Ask your teachers to be completely honest with you. Do they genuinely believe that you have been marked down or that you have the ability to do better? If not, then it may not be a wise investment of your time to resit.
Work out whether you will have time to retake a GCSE. Whilst maths and English can be retaken in January, merely a few months after results day, you may have to wait until summer to resit other subjects.
Therefore, retaking a GCSE can become a long-term commitment. If you have decided to proceed with your A-Levels alongside retaking your GCSEs, this may prove problematic. You will have coursework and other academic deadlines.
Ask yourself whether you have the time and dedication to keep studying for a GCSE, alongside youre A-Level subjects.
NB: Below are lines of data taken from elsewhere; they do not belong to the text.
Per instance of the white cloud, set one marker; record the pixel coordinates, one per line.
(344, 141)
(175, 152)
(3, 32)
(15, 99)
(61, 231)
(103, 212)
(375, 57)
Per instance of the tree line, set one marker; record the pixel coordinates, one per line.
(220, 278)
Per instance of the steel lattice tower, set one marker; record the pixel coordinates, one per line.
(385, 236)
If you plan to resit only one or two GCSEs, this is certainly possible with good time management. However, if you want to resit more than three GCSEs, it might be best to postpone your A-Levels.
Taking on too much at once may harm your A-Level grades which is undoubtedly worse for your UCAS application than a few disappointing GCSE grades.
If you decide that the time commitment of retaking a GCSE would put you at risk of lower predicted A-Level grades then you shouldn’t feel disheartened.
Instead, use this as motivation to excel during your sixth-form or college years.
Your GCSEs are only a small part of your application, and, if your A-Level predicted grades, personal statement, references and nationalised test (if applicable) are strong, a few poor GCSE grades will be overlooked.
Whilst it is possible to retake your GCSEs at some schools, others do not allow this. Therefore, you may have to enrol to an external college or an online course in order to retake.
Usually, a google of your local colleges will reveal the best place for you to retake your GCSEs.
Furthermore, some schools will pay for you to retake your GCSEs but others require you or your parents to cover the cost or make a contribution.
After you have enrolled at your school or another local academic institution and paid (if necessary) for your retake, you need to actually do the work! Use this second chance to really excel!